Anthropic has introduced a new demo tool to showcase its advanced security system, "Constitutional Classifiers," aimed at defending its Claude AI model against universal jailbreaks. This system represents a significant step in addressing vulnerabilities in large language models (LLMs) that can be exploited to bypass safety mechanisms and generate harmful outputs.

The demo, launched on February 3, 2025, invites users to test the robustness of Claude's safeguards by attempting to jailbreak the model. Participants are tasked with bypassing the system's defenses to answer ten "forbidden" queries, primarily focused on chemical, biological, radiological, and nuclear (CBRN) content.

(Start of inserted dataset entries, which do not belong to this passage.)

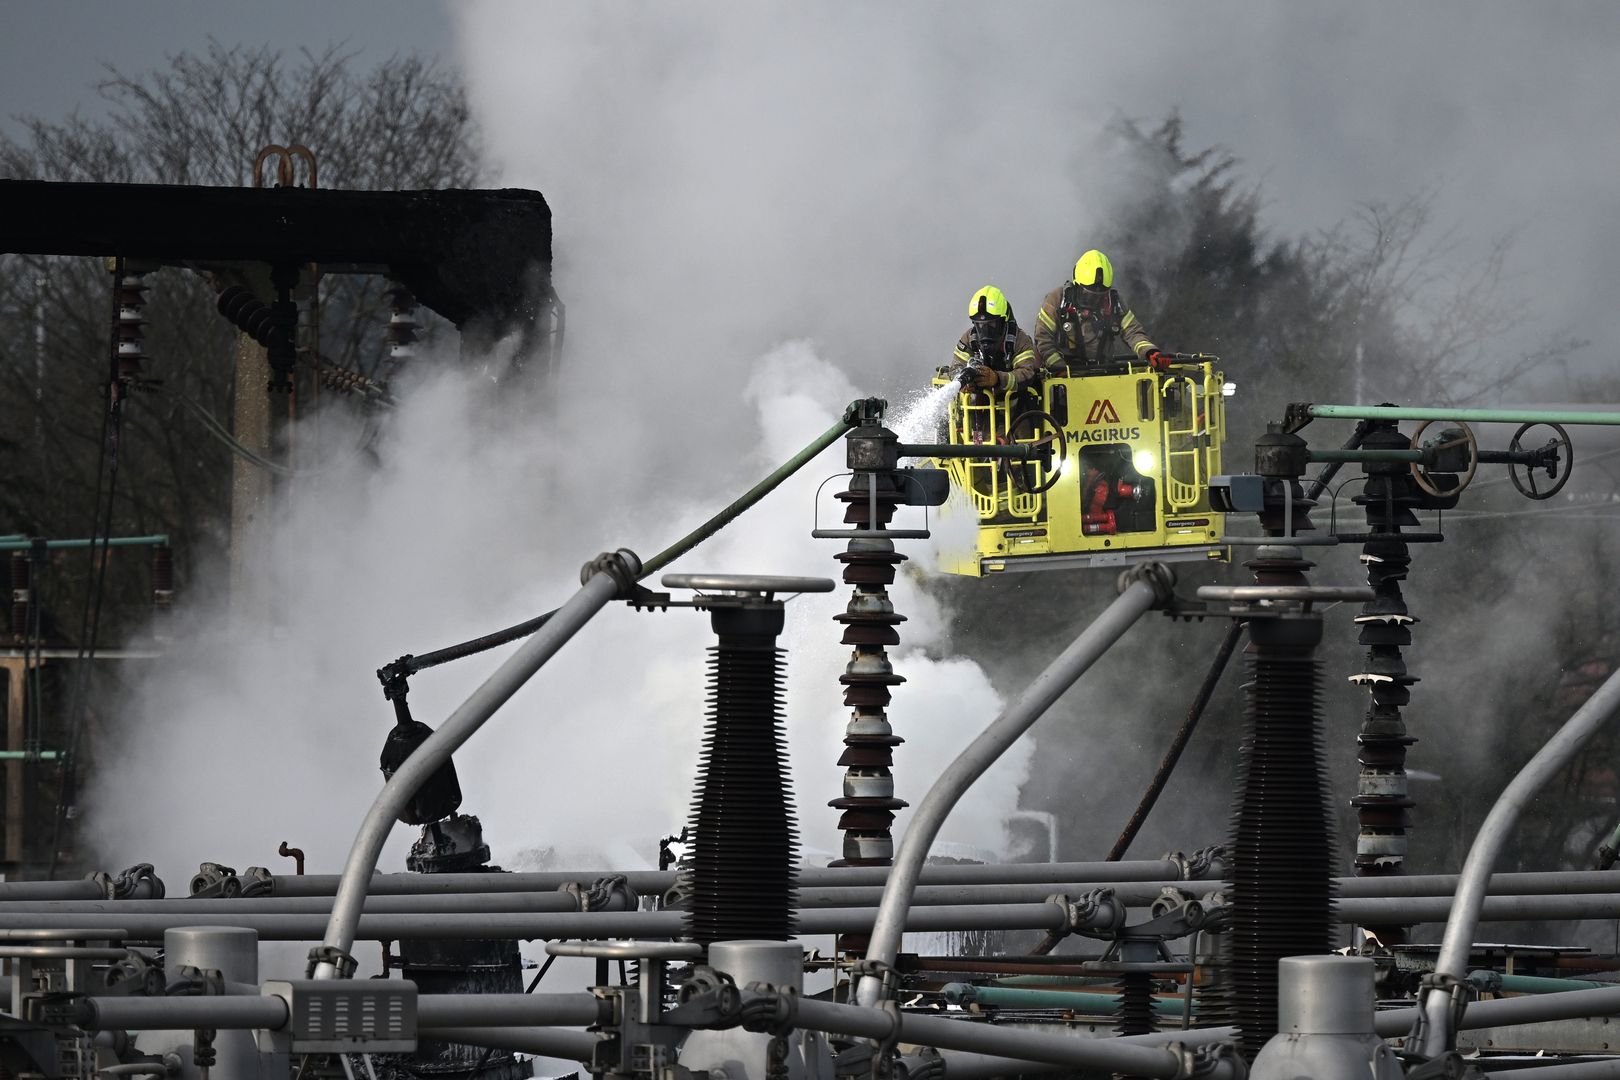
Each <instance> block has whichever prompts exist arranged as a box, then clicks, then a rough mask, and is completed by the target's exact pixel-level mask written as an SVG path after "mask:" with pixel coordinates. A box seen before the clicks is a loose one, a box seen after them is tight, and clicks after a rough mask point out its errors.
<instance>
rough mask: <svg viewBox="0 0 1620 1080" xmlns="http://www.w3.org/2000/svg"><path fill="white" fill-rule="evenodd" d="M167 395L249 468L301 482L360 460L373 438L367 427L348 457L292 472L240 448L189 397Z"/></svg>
mask: <svg viewBox="0 0 1620 1080" xmlns="http://www.w3.org/2000/svg"><path fill="white" fill-rule="evenodd" d="M168 393H170V395H172V397H173V398H175V400H177V402H180V403H181V405H185V406H186V408H188V410H191V413H193V415H194V416H196V418H198V419H199V421H203V427H204V429H206V431H207V432H209V434H211V436H214V437H215V439H219V440H220V442H222V444H225V445H227V447H228V449H230V452H232V453H235V455H237V457H240V458H241V460H245V461H248V463H251V465H258V466H259V468H262V470H267V471H271V473H275V474H277V476H287V478H305V479H308V478H311V476H321V474H324V473H330V471H334V470H337V468H340V466H342V465H345V463H348V461H352V460H355V458H356V457H360V455H361V453H363V452H364V450H366V447H368V445H371V440H373V439H376V429H374V427H368V429H366V431H363V432H361V437H360V442H358V444H356V445H355V450H353V453H350V455H348V457H343V458H340V460H337V461H332V463H329V465H322V466H319V468H313V470H308V468H303V470H295V468H288V466H285V465H282V463H279V461H272V460H269V458H266V457H262V455H261V453H258V452H256V450H253V449H251V447H248V445H243V444H241V440H238V439H237V437H235V436H233V434H230V429H228V427H225V424H224V423H222V421H220V419H219V418H217V416H214V415H212V413H209V411H207V408H204V406H203V405H199V403H198V402H194V400H193V398H190V397H186V395H185V393H180V392H178V390H168Z"/></svg>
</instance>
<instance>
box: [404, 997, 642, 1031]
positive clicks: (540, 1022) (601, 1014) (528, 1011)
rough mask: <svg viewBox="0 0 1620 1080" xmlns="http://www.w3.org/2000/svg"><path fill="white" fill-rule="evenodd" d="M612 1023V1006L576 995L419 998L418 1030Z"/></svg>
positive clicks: (567, 1025) (603, 1001)
mask: <svg viewBox="0 0 1620 1080" xmlns="http://www.w3.org/2000/svg"><path fill="white" fill-rule="evenodd" d="M611 1022H612V1002H611V1001H609V999H606V997H596V996H593V994H586V993H573V994H420V996H418V997H416V1027H424V1028H455V1027H488V1028H525V1027H559V1028H588V1027H591V1025H596V1023H611Z"/></svg>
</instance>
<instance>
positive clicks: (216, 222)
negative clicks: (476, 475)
mask: <svg viewBox="0 0 1620 1080" xmlns="http://www.w3.org/2000/svg"><path fill="white" fill-rule="evenodd" d="M0 206H5V209H6V212H5V215H3V220H0V251H6V253H16V254H66V256H75V254H76V256H96V257H102V256H109V254H118V256H125V257H128V259H131V261H138V262H141V264H143V266H144V264H157V266H177V267H186V269H201V270H230V269H237V267H241V266H245V264H254V266H267V267H271V272H272V282H271V283H272V287H274V293H275V295H274V296H271V303H269V313H267V319H266V325H264V329H266V330H269V329H271V327H272V325H275V322H277V321H285V319H287V313H285V308H283V309H277V308H275V304H288V303H292V300H290V291H292V288H293V287H296V283H298V275H300V267H305V266H308V264H311V262H316V264H319V266H321V272H322V274H382V275H387V277H390V279H394V280H395V282H397V283H399V285H402V287H403V288H405V290H408V295H410V296H413V298H415V300H416V301H420V303H423V304H426V306H428V308H431V309H433V311H436V313H439V314H441V316H444V317H445V319H449V321H450V322H452V324H455V327H457V329H458V330H462V335H463V342H465V343H467V345H468V347H483V345H488V343H491V342H494V340H499V338H501V337H505V335H507V334H514V332H518V334H523V335H525V337H528V338H531V340H533V342H535V343H536V345H541V343H543V342H544V338H546V335H548V334H551V332H554V330H556V327H557V322H559V321H561V317H562V316H561V306H559V301H557V298H556V291H554V290H552V288H551V209H549V207H548V206H546V199H544V198H543V196H541V194H539V193H538V191H525V189H518V188H507V189H499V191H473V189H467V191H334V189H314V188H293V186H287V188H201V186H181V185H113V183H53V181H40V180H0ZM134 277H136V282H134V283H133V285H130V290H131V293H136V291H138V287H139V282H138V275H134ZM274 279H279V280H274ZM408 308H410V304H405V306H403V308H402V313H408ZM254 317H259V316H258V314H256V316H254ZM245 329H246V327H245ZM400 343H403V342H400ZM131 359H134V361H138V356H136V355H131ZM279 369H282V371H283V369H285V364H283V366H282V368H279Z"/></svg>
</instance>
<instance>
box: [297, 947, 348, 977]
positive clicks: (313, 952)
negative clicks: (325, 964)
mask: <svg viewBox="0 0 1620 1080" xmlns="http://www.w3.org/2000/svg"><path fill="white" fill-rule="evenodd" d="M322 963H330V965H332V967H334V968H337V976H339V978H355V970H356V968H360V960H356V959H355V957H352V955H348V954H347V952H343V950H342V949H339V947H337V946H316V947H314V949H311V950H309V967H308V968H305V978H314V970H316V968H318V967H319V965H322Z"/></svg>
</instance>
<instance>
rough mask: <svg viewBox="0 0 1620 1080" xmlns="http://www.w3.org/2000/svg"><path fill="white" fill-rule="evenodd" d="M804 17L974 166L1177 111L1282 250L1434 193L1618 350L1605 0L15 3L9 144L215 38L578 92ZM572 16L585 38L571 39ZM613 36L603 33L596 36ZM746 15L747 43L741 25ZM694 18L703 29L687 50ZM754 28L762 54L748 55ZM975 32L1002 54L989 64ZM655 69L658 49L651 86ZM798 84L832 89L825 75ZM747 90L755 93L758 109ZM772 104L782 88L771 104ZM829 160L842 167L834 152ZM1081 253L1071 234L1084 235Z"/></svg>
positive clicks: (820, 72) (941, 230)
mask: <svg viewBox="0 0 1620 1080" xmlns="http://www.w3.org/2000/svg"><path fill="white" fill-rule="evenodd" d="M804 8H808V11H810V19H808V23H813V24H815V26H812V28H808V29H810V32H808V34H807V39H808V40H813V42H818V44H820V45H825V49H826V53H825V55H823V57H821V58H823V60H825V62H826V65H825V71H815V70H812V68H810V66H802V68H800V70H797V71H795V70H794V68H792V66H789V68H787V70H778V71H776V73H774V74H778V76H781V78H782V79H787V81H791V79H792V78H797V76H804V78H807V79H823V78H825V79H826V81H828V83H829V84H833V86H838V87H839V89H849V91H852V96H851V100H852V102H854V104H855V108H859V110H862V112H876V113H881V112H885V110H886V107H888V105H891V104H894V102H891V100H885V99H881V97H865V96H862V94H860V91H862V87H867V89H876V87H883V89H891V91H893V89H896V84H894V83H893V81H888V83H886V79H888V73H886V68H889V66H891V65H897V66H901V68H904V66H906V65H907V62H909V57H907V52H920V50H930V49H938V50H944V52H946V53H949V57H951V62H953V63H956V65H957V68H959V71H961V74H962V78H964V79H967V81H970V83H974V86H977V87H980V100H978V102H977V107H974V108H970V110H969V112H966V113H962V115H961V117H957V118H956V120H957V121H959V138H961V147H962V149H964V152H966V151H967V147H969V146H972V144H974V141H977V139H982V138H987V136H988V133H990V131H996V130H1001V131H1008V133H1009V134H1008V139H1006V146H1004V151H1003V154H1004V155H1006V160H1008V168H1021V167H1022V165H1024V164H1025V162H1029V160H1032V159H1040V157H1042V155H1048V154H1051V151H1050V149H1048V147H1050V146H1053V142H1055V141H1056V139H1058V138H1059V134H1061V133H1063V131H1064V130H1066V128H1068V130H1076V128H1081V130H1084V128H1085V126H1087V125H1089V123H1090V121H1092V120H1095V118H1097V117H1105V118H1106V117H1132V118H1145V120H1155V118H1158V117H1163V115H1165V113H1166V112H1168V110H1171V108H1178V110H1179V112H1181V113H1183V117H1184V118H1186V121H1187V136H1189V142H1191V146H1210V144H1218V146H1223V147H1226V149H1230V151H1231V152H1233V154H1236V155H1238V157H1239V159H1243V173H1244V176H1247V178H1252V180H1255V181H1257V183H1260V185H1262V188H1264V196H1265V222H1267V223H1268V227H1270V228H1272V230H1273V235H1278V236H1291V235H1299V233H1302V232H1309V230H1315V228H1325V227H1330V225H1333V223H1335V222H1340V220H1343V219H1345V217H1348V215H1349V214H1353V212H1354V209H1356V206H1358V202H1362V201H1369V199H1390V201H1398V199H1401V198H1405V196H1409V194H1413V193H1416V191H1430V189H1432V191H1435V193H1437V199H1435V206H1437V212H1435V223H1437V227H1439V228H1443V230H1455V241H1456V244H1455V246H1456V254H1455V259H1456V267H1458V269H1460V270H1461V269H1466V264H1468V261H1469V257H1474V256H1477V254H1479V251H1482V246H1484V243H1486V241H1487V240H1489V238H1490V236H1494V235H1498V233H1502V232H1515V233H1516V235H1518V244H1516V248H1515V251H1516V259H1515V261H1513V264H1511V267H1510V274H1513V275H1518V277H1521V279H1523V291H1520V290H1518V288H1516V287H1515V290H1513V291H1515V295H1521V296H1524V303H1526V306H1529V308H1531V309H1533V321H1531V327H1529V332H1531V334H1575V335H1578V337H1583V338H1588V340H1591V342H1592V347H1591V348H1589V350H1588V351H1586V355H1584V356H1583V358H1581V363H1583V364H1584V366H1591V368H1604V366H1607V363H1609V358H1610V356H1612V355H1614V351H1615V347H1617V345H1620V330H1617V329H1615V327H1614V321H1612V303H1610V290H1612V285H1610V283H1612V282H1615V280H1620V207H1617V206H1615V201H1614V198H1612V194H1610V188H1609V180H1607V178H1609V176H1610V175H1612V172H1614V165H1615V155H1617V149H1615V147H1617V146H1620V141H1617V138H1615V136H1617V134H1620V121H1617V118H1615V110H1614V102H1615V100H1620V70H1617V66H1615V65H1614V63H1612V58H1614V57H1615V55H1617V52H1620V10H1617V8H1615V6H1614V5H1610V3H1602V2H1601V0H1592V2H1581V0H1570V2H1565V3H1555V5H1529V3H1507V2H1502V0H1482V2H1473V0H1469V2H1461V0H1447V2H1440V3H1424V5H1406V3H1366V5H1341V3H1328V2H1315V3H1285V2H1280V0H1277V2H1265V0H1262V2H1257V3H1249V2H1244V3H1236V2H1218V3H1197V5H1181V3H1136V5H1087V6H1084V8H1079V10H1074V8H1069V6H1068V5H1058V6H1051V5H1042V3H1021V5H1008V6H1004V8H1000V10H998V11H996V16H995V19H993V26H990V28H987V26H985V24H983V10H982V6H978V5H967V3H956V2H946V3H933V5H925V6H914V5H883V6H881V8H880V10H876V11H873V10H872V8H870V6H867V5H855V3H820V5H774V6H773V5H760V6H758V13H760V15H761V18H748V16H747V15H745V8H729V6H727V5H719V3H703V5H684V6H682V8H680V15H676V16H674V18H671V13H672V11H676V8H671V6H659V5H642V6H637V8H632V13H630V15H629V18H620V16H619V15H616V13H617V11H620V8H617V6H616V5H601V6H598V5H583V3H546V5H517V6H502V5H497V3H489V2H470V3H457V5H441V3H426V2H410V3H376V2H371V3H363V2H356V3H342V5H330V3H316V2H313V0H293V2H290V3H279V5H253V3H241V2H240V0H222V2H219V3H177V2H168V3H152V5H144V6H143V8H139V15H138V16H136V15H134V13H133V11H126V13H123V15H122V16H120V18H110V10H109V8H107V6H105V5H99V3H84V2H75V0H68V2H47V0H11V3H8V5H6V29H8V32H6V34H5V36H3V37H0V128H3V130H8V131H15V130H16V128H15V120H13V118H15V117H16V115H19V113H39V115H45V117H52V115H60V113H65V112H68V110H71V108H75V107H79V108H86V110H94V108H96V99H94V91H92V86H91V84H92V83H94V81H96V79H97V78H99V76H100V73H102V65H104V63H113V65H117V66H120V68H123V70H130V71H141V70H147V68H151V66H156V65H159V63H162V58H164V55H165V53H167V52H173V50H181V49H201V47H204V45H206V42H207V39H209V37H214V39H217V40H220V42H224V44H238V42H240V44H262V42H267V44H274V45H282V47H285V49H298V47H311V49H319V47H324V45H327V44H332V42H343V44H347V45H348V47H353V49H356V50H358V52H360V53H361V58H363V60H364V58H382V57H386V55H389V53H392V52H408V50H415V52H436V53H439V55H441V57H444V58H445V60H449V62H452V63H462V65H465V66H468V68H471V74H473V78H475V79H478V78H480V66H483V65H484V60H483V58H481V57H478V55H476V50H478V49H481V44H480V42H481V40H483V37H484V36H486V34H489V32H494V34H497V36H504V37H505V44H509V45H510V52H509V53H505V55H507V57H509V60H510V58H514V57H523V55H527V57H528V58H530V66H549V65H554V63H557V62H559V60H557V58H559V57H561V62H562V65H564V66H565V65H567V55H562V53H559V52H557V49H564V50H570V52H572V53H573V55H578V53H580V52H585V50H593V49H596V45H601V52H599V53H593V55H595V68H593V71H591V73H590V79H588V83H586V84H583V86H582V87H580V91H582V92H590V94H601V96H604V97H612V96H614V94H616V92H617V91H616V87H617V86H640V84H642V83H640V81H638V79H627V78H625V76H627V74H629V73H630V68H629V66H625V65H622V63H620V58H622V57H625V55H637V57H643V53H642V52H640V47H642V44H643V42H648V40H653V39H654V34H653V32H651V28H658V36H663V40H659V44H658V50H664V49H666V45H671V44H674V45H682V44H685V45H690V44H693V37H700V36H703V34H711V31H713V29H714V28H719V34H718V37H723V39H726V40H729V42H731V49H734V55H732V58H734V57H735V55H737V53H740V55H744V57H747V55H774V53H773V44H771V42H773V40H776V42H778V45H779V44H781V42H779V39H778V37H773V32H771V31H773V26H774V24H782V26H786V24H795V23H805V19H804V18H802V15H804V11H802V10H804ZM689 11H690V15H687V13H689ZM552 23H556V24H559V26H562V28H569V29H567V32H564V34H556V36H552V34H549V32H548V28H549V26H551V24H552ZM593 23H595V24H598V26H601V28H603V31H601V37H598V39H595V40H593V37H591V36H590V24H593ZM732 24H737V26H740V28H742V29H739V31H737V32H734V34H727V32H726V29H727V26H732ZM682 26H685V28H687V29H689V31H690V32H689V34H685V36H684V34H682V31H680V28H682ZM608 28H614V29H612V31H611V32H609V31H608ZM873 29H876V39H878V40H881V42H883V44H881V49H873V50H865V49H863V44H862V39H863V37H867V36H868V34H872V31H873ZM643 31H645V32H643ZM750 34H752V36H757V39H755V40H744V39H745V37H748V36H750ZM781 37H792V36H781ZM975 37H977V39H980V40H993V42H995V45H993V47H980V49H975ZM697 44H698V45H700V47H701V42H697ZM554 47H557V49H554ZM548 50H551V52H548ZM671 55H674V57H679V55H680V53H679V50H674V52H672V53H671ZM514 63H515V62H514ZM669 63H672V62H667V60H666V63H664V65H663V66H664V68H667V66H669ZM651 66H653V68H659V65H658V63H654V65H651ZM721 66H723V65H721ZM509 70H517V68H515V66H514V68H509ZM648 73H650V71H648V65H646V60H645V57H643V58H642V60H638V63H637V65H635V74H637V76H646V74H648ZM483 74H489V71H488V70H486V71H484V73H483ZM752 74H755V76H760V74H765V71H763V70H760V71H753V73H752ZM983 76H988V78H983ZM739 89H740V87H739ZM799 91H800V94H815V92H818V91H816V89H813V87H810V86H808V84H805V86H800V87H799ZM742 97H744V100H745V102H747V100H748V97H750V94H748V92H747V91H744V92H742ZM768 99H770V94H768V92H766V94H763V96H760V97H758V99H755V104H760V102H763V100H768ZM570 108H577V105H575V104H570ZM739 115H740V113H739ZM789 120H791V118H789ZM753 121H755V123H753V125H752V128H750V130H752V131H753V133H758V131H761V130H765V128H768V126H771V125H779V123H782V117H779V115H776V117H773V115H768V113H765V112H763V110H761V112H760V113H758V115H757V117H755V118H753ZM910 121H912V120H910V117H907V115H904V113H902V112H896V113H894V115H891V117H888V123H889V126H891V130H893V131H894V136H896V139H899V141H904V139H906V138H907V128H909V125H910ZM857 123H859V120H857ZM823 131H828V130H825V128H823ZM748 138H752V136H748ZM494 149H496V152H497V154H502V152H509V151H510V147H509V146H507V147H502V146H499V144H497V146H496V147H494ZM825 165H826V168H828V170H829V173H831V172H836V170H838V162H836V160H831V159H826V160H825ZM940 168H948V165H946V164H943V162H941V164H940ZM1079 172H1082V170H1079ZM936 178H938V176H936V175H933V176H930V178H928V183H933V180H936ZM920 181H922V178H919V176H894V185H893V188H889V191H886V193H883V194H885V196H886V198H894V196H896V194H899V193H904V191H907V188H909V186H912V185H917V183H920ZM551 188H552V189H556V188H559V185H557V183H552V185H551ZM554 202H556V199H554ZM556 209H557V222H559V236H561V238H565V236H567V220H569V215H570V207H569V206H567V204H565V202H556ZM951 228H953V223H951V222H941V223H938V232H940V233H943V235H949V233H951ZM1063 241H1064V244H1066V246H1068V244H1071V243H1072V241H1071V236H1063ZM1032 254H1035V253H1032ZM1038 254H1040V256H1042V266H1040V270H1038V272H1034V270H1032V272H1030V275H1029V280H1030V283H1029V285H1027V287H1025V288H1024V290H1022V295H1024V296H1030V300H1024V304H1025V306H1030V304H1032V303H1034V301H1032V298H1034V296H1038V295H1040V291H1043V290H1045V288H1047V287H1048V285H1047V280H1048V279H1053V270H1055V267H1053V266H1051V264H1053V262H1055V259H1048V257H1045V253H1038ZM1032 262H1034V259H1032ZM998 272H1000V274H1001V277H1004V279H1008V280H1011V279H1013V277H1014V274H1016V270H1013V267H1009V269H1008V270H998ZM962 280H967V279H966V277H964V279H962ZM967 288H969V290H970V288H972V285H969V287H967ZM962 291H966V290H962ZM1009 295H1014V304H1017V300H1019V293H1014V291H1013V290H1011V288H1009ZM953 306H956V304H954V303H953Z"/></svg>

New Anthropic research: Constitutional Classifiers to defend against universal jailbreaks.

We’re releasing a paper along with a demo where we challenge you to jailbreak the system. pic.twitter.com/PtXaK3G1OA
— Anthropic (@AnthropicAI) February 3, 2025

Constitutional Classifiers

Constitutional Classifiers are designed to filter harmful inputs and outputs by leveraging Anthropic's "Constitutional AI" framework—a set of principles guiding the model's behavior. The system uses synthetically generated data to train classifiers that distinguish between acceptable and malicious queries. For example, it can differentiate between a harmless request for a mustard recipe and a harmful one for mustard gas.

I did pass through all 8 though 😅 pic.twitter.com/0251axJ28r
— TestingCatalog News 🗞 (@testingcatalog) February 3, 2025

In tests conducted by Anthropic, the system demonstrated impressive results:

It reduced jailbreak success rates from 86% (unprotected model) to 4.4%.
It minimally increased refusal rates for benign queries by just 0.38%.
The compute cost rose by 23.7%, but efforts are underway to optimize this.

About Anthropic

Anthropic, an AI safety and research company founded by Dario and Daniela Amodei, focuses on building reliable and secure AI systems. Claude is its flagship chatbot model, known for its high accuracy and safety features.

PSA regarding the Anthropic Jailbreaking Challenge: https://t.co/3v6n6QEnx0
— Pliny the Liberator 🐉 (@elder_plinius) February 4, 2025

Why This Matters

Jailbreaking remains a persistent challenge in AI safety, as attackers exploit creative techniques like role-playing prompts or encrypted text to bypass safeguards. By inviting public testing through this demo, Anthropic aims to stress-test its system under real-world conditions and gather data for further improvements. While no security system is foolproof, this initiative highlights Anthropic's commitment to advancing AI safety and addressing emerging threats in the field.